Esso Loses Logo Battle, France

Esso loses its court case against Greenpeace in France. As part of our "Don't buy Esso, Don't buy Exxon/Mobil" campaign, we developed a parody of Esso's logo with a double dollar sign: E$$O, which the oil giant (which trades under the name Exxon/Mobil in other parts of the world) attempted to censor. In a victory for freedom of expression on the web and for our campaign against the world's #1 environmental criminal, the French court defended the logo as an exercise in free speech.

Stockholm Convention, Persistent Organic Pollutants comes into force

The Stockholm Convention comes into force following years of lobbying by Greenpeace and other environmental organisations. A key feature of the Convention calls for the elimination of all Persistent Organic pollutants. They include intentionally produced chemicals, such as pesticides and PCBs, as well as by-products such as cancer-causing dioxins that are released from industries that use chlorine and from waste incinerators.

GM Foods Made "Economically Non-Viable", Europe

Following the controversial UK government approval of genetically engineered (GE) maize for commercial planting, the only company authorized to grow GE maize withdraws its application.

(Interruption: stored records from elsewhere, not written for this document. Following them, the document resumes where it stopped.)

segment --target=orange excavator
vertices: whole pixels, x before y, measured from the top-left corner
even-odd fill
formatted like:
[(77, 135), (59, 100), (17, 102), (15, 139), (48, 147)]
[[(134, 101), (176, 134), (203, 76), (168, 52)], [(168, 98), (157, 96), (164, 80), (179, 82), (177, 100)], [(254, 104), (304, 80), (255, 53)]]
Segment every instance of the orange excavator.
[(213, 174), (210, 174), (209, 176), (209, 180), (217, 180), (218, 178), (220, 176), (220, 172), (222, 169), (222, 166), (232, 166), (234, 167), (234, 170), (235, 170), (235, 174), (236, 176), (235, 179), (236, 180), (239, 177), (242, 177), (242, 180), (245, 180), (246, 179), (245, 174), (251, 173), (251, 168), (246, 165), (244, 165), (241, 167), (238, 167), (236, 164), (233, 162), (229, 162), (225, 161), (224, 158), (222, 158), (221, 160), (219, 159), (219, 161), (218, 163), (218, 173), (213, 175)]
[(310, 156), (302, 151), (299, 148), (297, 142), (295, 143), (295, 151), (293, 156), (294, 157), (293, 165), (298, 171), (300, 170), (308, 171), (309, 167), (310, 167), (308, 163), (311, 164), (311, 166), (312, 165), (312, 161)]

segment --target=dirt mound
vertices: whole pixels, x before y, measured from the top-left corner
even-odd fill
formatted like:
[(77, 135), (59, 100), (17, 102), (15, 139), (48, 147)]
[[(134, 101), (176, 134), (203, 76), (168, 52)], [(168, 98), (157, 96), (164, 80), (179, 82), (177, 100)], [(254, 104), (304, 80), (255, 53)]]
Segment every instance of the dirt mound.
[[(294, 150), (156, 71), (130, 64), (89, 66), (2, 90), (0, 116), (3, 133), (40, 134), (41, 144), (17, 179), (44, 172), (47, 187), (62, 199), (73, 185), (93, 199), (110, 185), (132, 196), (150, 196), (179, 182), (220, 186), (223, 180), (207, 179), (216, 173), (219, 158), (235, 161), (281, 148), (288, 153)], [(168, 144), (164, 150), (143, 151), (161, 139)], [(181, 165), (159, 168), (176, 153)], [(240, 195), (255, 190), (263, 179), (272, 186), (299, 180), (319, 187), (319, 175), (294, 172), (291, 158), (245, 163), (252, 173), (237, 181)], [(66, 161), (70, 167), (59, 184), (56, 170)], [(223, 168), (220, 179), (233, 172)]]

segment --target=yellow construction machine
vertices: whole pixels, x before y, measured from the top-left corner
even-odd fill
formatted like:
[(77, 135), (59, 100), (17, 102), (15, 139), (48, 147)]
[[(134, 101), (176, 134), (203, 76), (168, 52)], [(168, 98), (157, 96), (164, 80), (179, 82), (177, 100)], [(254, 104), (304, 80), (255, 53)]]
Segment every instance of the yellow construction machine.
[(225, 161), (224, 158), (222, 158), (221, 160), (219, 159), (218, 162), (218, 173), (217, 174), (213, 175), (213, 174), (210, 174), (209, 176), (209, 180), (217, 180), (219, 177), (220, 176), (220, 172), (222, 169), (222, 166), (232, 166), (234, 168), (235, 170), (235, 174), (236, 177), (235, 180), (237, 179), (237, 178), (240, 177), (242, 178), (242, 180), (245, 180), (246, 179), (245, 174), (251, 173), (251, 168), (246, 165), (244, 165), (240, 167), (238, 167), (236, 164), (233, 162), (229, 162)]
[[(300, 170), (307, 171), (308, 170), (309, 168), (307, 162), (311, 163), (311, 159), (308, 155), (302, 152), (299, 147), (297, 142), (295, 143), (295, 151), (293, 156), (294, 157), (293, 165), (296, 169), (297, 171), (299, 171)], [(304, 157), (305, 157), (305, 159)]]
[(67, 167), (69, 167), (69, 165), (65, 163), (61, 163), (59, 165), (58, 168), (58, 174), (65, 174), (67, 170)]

In a victory for activists and consumers across Europe who lobbied for tougher legislation and boycotted GE products, Bayer Crop science, a German company authorised to plant an herbicide-resistant variety of maize known as Chardon LL, said regulations on how and where the crop could be planted would make it "economically non-viable." Chardon LL was the crop pulled up by Greenpeace UK activists in 1999. The activists were acquitted of charges of criminal damage when the court agreed they were acting in the interest of protecting the environment.

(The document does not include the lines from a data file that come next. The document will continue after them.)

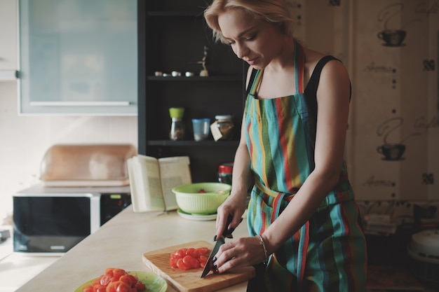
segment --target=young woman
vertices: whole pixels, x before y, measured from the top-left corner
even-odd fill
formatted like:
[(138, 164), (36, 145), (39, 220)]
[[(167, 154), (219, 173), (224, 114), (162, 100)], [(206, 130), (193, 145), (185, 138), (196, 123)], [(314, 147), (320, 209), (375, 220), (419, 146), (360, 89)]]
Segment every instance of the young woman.
[(204, 16), (214, 37), (250, 64), (217, 236), (229, 215), (229, 228), (239, 224), (252, 186), (251, 237), (222, 245), (216, 272), (264, 263), (264, 284), (249, 291), (363, 291), (365, 241), (344, 161), (346, 69), (293, 37), (284, 0), (214, 0)]

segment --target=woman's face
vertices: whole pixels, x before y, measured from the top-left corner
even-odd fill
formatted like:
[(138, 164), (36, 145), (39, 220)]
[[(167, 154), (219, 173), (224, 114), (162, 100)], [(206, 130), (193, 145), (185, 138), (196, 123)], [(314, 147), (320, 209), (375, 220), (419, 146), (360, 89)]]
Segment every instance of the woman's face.
[(279, 55), (284, 35), (273, 24), (255, 20), (241, 9), (220, 14), (218, 23), (234, 53), (254, 68), (265, 68)]

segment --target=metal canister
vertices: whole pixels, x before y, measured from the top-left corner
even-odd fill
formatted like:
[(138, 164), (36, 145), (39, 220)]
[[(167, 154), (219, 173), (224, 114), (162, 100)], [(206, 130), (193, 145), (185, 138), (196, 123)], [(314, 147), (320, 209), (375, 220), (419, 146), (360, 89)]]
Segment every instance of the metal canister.
[(223, 163), (218, 166), (218, 182), (231, 185), (231, 174), (234, 170), (234, 163)]

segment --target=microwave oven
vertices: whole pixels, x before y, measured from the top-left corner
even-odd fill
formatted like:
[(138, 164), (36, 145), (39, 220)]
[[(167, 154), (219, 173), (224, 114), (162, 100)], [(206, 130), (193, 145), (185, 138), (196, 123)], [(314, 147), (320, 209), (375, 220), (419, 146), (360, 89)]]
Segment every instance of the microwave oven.
[(13, 251), (62, 255), (131, 203), (129, 186), (34, 186), (13, 196)]

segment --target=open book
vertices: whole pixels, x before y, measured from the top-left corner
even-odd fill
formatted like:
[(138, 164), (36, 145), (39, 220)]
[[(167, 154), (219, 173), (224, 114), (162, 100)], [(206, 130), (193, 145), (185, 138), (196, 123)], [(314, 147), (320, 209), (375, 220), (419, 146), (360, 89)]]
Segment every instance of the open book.
[(188, 156), (163, 158), (138, 155), (127, 161), (134, 212), (178, 208), (173, 188), (192, 183)]

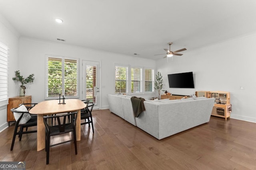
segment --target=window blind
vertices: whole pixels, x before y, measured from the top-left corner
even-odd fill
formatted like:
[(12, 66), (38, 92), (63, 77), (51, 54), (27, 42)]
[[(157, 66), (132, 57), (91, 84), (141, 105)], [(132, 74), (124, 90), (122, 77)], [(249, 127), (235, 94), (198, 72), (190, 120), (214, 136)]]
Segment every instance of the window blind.
[(46, 98), (78, 96), (78, 61), (47, 58)]
[(142, 92), (142, 68), (131, 68), (131, 92), (132, 93)]
[(8, 49), (0, 42), (0, 102), (8, 98)]
[(154, 91), (154, 70), (151, 69), (145, 69), (145, 92)]
[(128, 67), (116, 66), (115, 68), (115, 93), (128, 93)]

Tougher Oil Tanker Restrictions, Baltic Sea

The UN International Maritime Organisation (IMO) designate the Baltic sea as a "Particularly Sensitive Sea Area," a decision which Greenpeace advocated for years. The IMO regulates shipping worldwide, and the new designation means tougher restrictions on oil tankers and other dangerous cargo vessels. The move was vehemently opposed by the shipping and oil industries.

Non Climate-killing Chemicals For Refrigeration, McDonalds

McDonalds in Denmark bows to pressure and takes a leadership position in opening its first restaurants that use no climate-killing chemicals for refrigeration. A campaign by Greenpeace cyberactivists three years ago had led to a similar decision by Coca Cola to phase out HFC/HCFCs and adopt Greenpeace's innovative "Greenfreeze" technology.

Largest Anti-War Protest In History

30 million people worldwide create the largest anti-war protest in the history of humankind.

Worldwide shipping regulations against Unsafe Oil Tankers

Thanks to intensive lobbying by cyberactivists around the world, Greenpeace prevails against and attempt by Flag of Convenience States to remove the organisation from the International Maritime Organisation, the UN body charged with regulating shipping worldwide. Greenpeace action against unsafe oil tankers, such as the Prestige, had led to the ouster attempt on purported "safety" grounds.

The Deni celebrate victory in fight for land rights

The Deni, indigenous peoples of the Amazon, celebrate the end of an 18-year campaign to mark their land as protected from logging. 13 Greenpeace volunteers, including a member of the cyberactivist community, used GPS technology and a helicopter for a month to create an "eco-corridor" around 3.6 million hectares of land.